SEOUL, Jan. 29 (Korea Bizwire) – Escaping from the bondage of poverty is becoming harder than ever in Korea. The income ladder stands still for households consisting of those who have no ability to work like the elderly and handicapped, or those who do temporary manual jobs, with little possibility of upward mobility.
According to a recent report released by the Korea Institute for Health and Social Affairs (KIHASA), only 22.64 percent of low-income households rose to the middle class or higher from 2013 to 2014. The rate of households making the leap directly from low to high income was a vanishingly small 0.31 percent.
When the state-run think tank, which operates under the Office of the Prime Minister, began the welfare panel survey in 2006, one out of three households (32.6%) could rise up the income ladder, but in the eight years since then the rate has fallen to only one out of five.

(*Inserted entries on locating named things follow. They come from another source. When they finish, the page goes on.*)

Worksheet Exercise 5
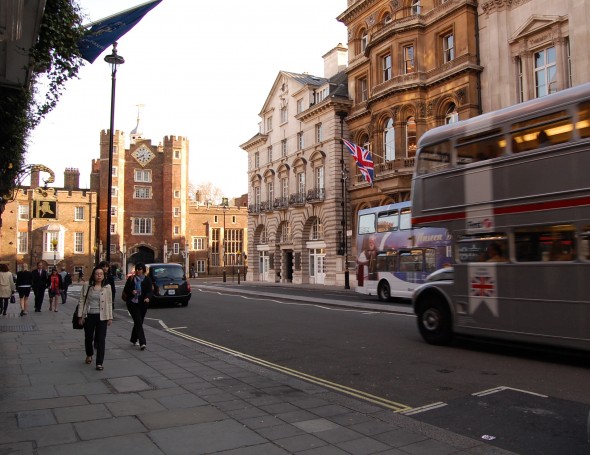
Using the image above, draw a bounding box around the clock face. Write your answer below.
[131,145,156,167]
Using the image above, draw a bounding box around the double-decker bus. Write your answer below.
[356,202,451,301]
[412,84,590,350]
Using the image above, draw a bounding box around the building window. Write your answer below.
[361,30,369,53]
[16,232,29,254]
[315,123,324,143]
[404,46,415,74]
[74,207,84,221]
[406,117,417,158]
[443,33,455,63]
[18,205,29,220]
[193,237,207,251]
[297,131,304,150]
[445,103,459,125]
[134,169,152,183]
[74,232,84,254]
[132,218,153,235]
[133,186,152,199]
[383,118,395,161]
[535,47,557,98]
[358,77,369,101]
[381,54,391,82]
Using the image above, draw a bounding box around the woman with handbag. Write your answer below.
[0,264,16,316]
[78,267,113,371]
[122,263,153,351]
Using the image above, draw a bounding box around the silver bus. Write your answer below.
[412,84,590,350]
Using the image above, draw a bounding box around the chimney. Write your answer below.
[31,169,40,188]
[322,43,348,79]
[64,167,80,191]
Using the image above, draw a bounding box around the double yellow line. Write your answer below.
[165,328,412,412]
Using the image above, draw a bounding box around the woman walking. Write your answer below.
[16,264,33,316]
[78,267,113,371]
[123,263,153,351]
[0,264,16,316]
[47,267,63,313]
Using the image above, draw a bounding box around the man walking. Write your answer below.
[31,261,47,313]
[59,267,72,304]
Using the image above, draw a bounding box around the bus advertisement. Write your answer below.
[356,202,451,301]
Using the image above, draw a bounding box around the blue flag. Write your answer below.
[78,0,162,63]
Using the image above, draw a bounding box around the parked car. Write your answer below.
[146,263,191,306]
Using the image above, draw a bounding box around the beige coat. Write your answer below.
[78,283,113,321]
[0,272,16,299]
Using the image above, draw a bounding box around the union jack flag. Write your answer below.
[342,139,375,186]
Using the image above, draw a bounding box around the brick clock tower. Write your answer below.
[91,126,189,273]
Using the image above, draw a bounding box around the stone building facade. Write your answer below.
[338,0,482,270]
[0,165,97,276]
[479,0,590,112]
[241,45,350,285]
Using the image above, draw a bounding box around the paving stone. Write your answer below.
[150,420,267,455]
[138,406,227,430]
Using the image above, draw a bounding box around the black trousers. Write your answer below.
[84,314,108,365]
[127,303,147,345]
[33,288,45,311]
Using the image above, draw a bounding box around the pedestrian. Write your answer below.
[122,263,153,351]
[16,264,33,316]
[31,261,47,313]
[59,267,72,305]
[47,267,63,313]
[0,264,16,316]
[98,261,115,310]
[78,267,113,371]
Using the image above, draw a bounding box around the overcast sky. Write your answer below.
[27,0,347,198]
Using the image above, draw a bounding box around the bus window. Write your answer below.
[457,129,506,165]
[416,141,451,175]
[514,224,576,262]
[399,207,412,229]
[359,213,375,234]
[576,103,590,138]
[512,111,574,153]
[457,234,508,263]
[377,210,399,232]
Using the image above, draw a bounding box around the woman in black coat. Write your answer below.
[123,263,153,351]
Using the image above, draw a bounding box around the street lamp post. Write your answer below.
[221,197,228,283]
[104,42,125,264]
[337,111,350,289]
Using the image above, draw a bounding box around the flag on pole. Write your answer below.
[342,139,375,186]
[78,0,162,63]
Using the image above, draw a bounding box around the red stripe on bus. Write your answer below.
[494,196,590,215]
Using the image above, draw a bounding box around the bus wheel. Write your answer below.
[418,296,453,346]
[377,281,391,302]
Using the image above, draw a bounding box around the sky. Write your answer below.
[27,0,347,198]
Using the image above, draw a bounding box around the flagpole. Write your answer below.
[336,111,350,289]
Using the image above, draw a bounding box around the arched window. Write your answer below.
[383,118,395,161]
[445,103,459,125]
[406,117,416,158]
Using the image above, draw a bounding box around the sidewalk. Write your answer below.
[0,294,509,455]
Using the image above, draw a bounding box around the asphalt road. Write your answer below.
[106,285,590,454]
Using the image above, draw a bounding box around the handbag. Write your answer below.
[72,286,90,330]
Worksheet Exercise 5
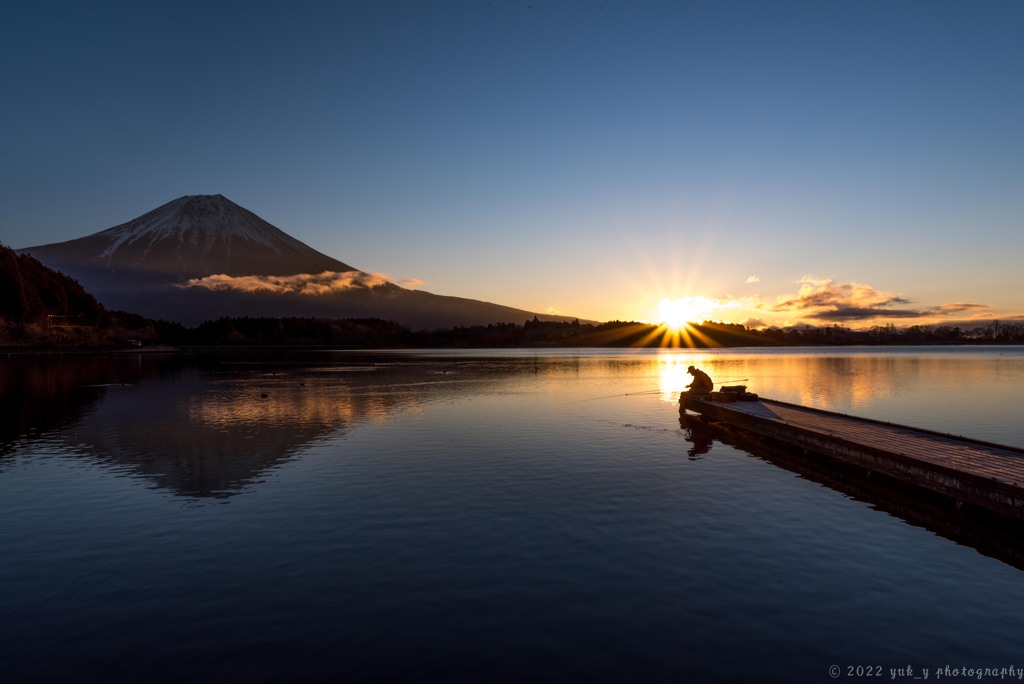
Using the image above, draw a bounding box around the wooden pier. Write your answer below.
[680,395,1024,519]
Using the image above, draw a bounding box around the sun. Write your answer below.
[657,297,715,330]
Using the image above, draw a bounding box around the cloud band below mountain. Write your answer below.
[181,270,419,296]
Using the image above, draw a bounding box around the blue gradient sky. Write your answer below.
[0,0,1024,327]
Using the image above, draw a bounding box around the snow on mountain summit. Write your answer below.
[25,195,356,279]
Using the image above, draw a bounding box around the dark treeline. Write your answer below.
[172,318,1024,348]
[6,240,1024,348]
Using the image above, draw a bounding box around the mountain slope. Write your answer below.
[17,195,570,330]
[19,195,355,279]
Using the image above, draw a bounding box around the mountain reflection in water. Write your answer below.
[6,354,520,498]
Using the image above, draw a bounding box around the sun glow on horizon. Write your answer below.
[657,297,717,331]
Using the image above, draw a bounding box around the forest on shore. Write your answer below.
[0,240,1024,350]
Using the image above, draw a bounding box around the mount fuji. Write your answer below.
[17,195,571,330]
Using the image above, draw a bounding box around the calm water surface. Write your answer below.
[0,347,1024,682]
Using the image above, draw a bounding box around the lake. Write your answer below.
[0,347,1024,682]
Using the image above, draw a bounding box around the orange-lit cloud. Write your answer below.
[761,275,989,324]
[181,270,421,295]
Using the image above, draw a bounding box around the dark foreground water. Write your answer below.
[0,348,1024,682]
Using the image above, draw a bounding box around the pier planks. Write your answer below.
[680,396,1024,518]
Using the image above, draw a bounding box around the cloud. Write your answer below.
[932,302,991,315]
[181,270,421,295]
[761,275,989,324]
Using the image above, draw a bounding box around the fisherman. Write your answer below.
[686,366,715,394]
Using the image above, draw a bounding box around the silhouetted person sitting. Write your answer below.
[686,366,715,394]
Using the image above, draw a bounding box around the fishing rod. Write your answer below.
[571,378,750,403]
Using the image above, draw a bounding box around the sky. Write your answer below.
[0,0,1024,328]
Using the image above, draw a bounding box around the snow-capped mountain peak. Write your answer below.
[27,195,355,277]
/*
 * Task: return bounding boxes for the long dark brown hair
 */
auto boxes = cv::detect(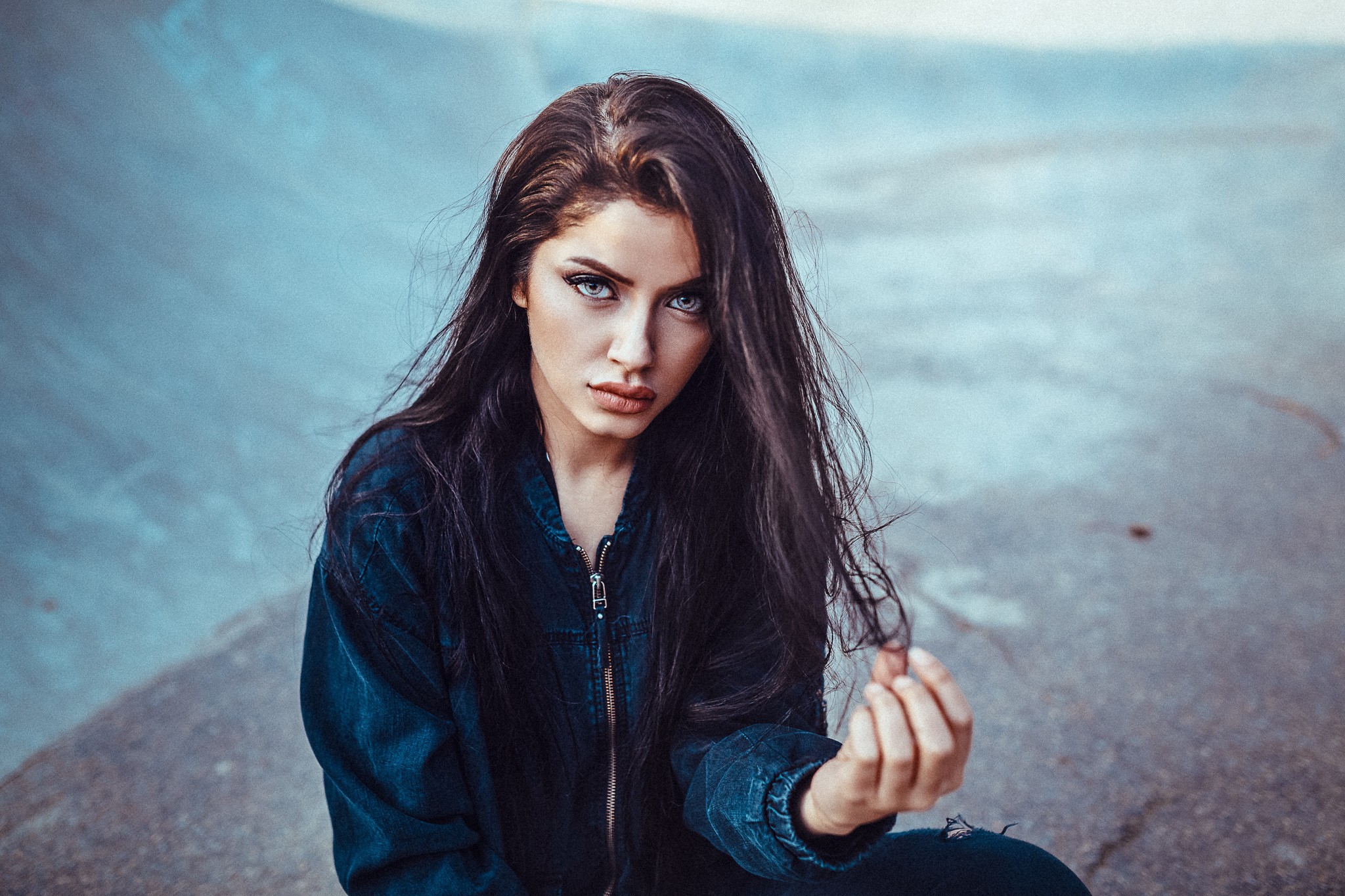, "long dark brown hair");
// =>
[327,74,905,889]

In the survey, “low-income” class refers to people making less than the half of the median value when all households are ranked by income. Households in a range of 51-150% of the median are classified as middle class, while those earning more than 150% are considered upper class. The median income for a four-member household in 2014 was 4.04 million won (US$3,700) per month.
Last year, only 22.69 percent of upper class households fell to lower classes, a small increase from 21.54 percent in 2006. Meanwhile, the rate of upper class households sliding to low-income levels was 0.43 percent, the lowest ever.
Given that the class mobility has become increasingly difficult for low earners, the rate of middle class households sliding into low-income levels has increased sharply in recent years, from 6.14 percent in 2012 to 10.92 percent last year.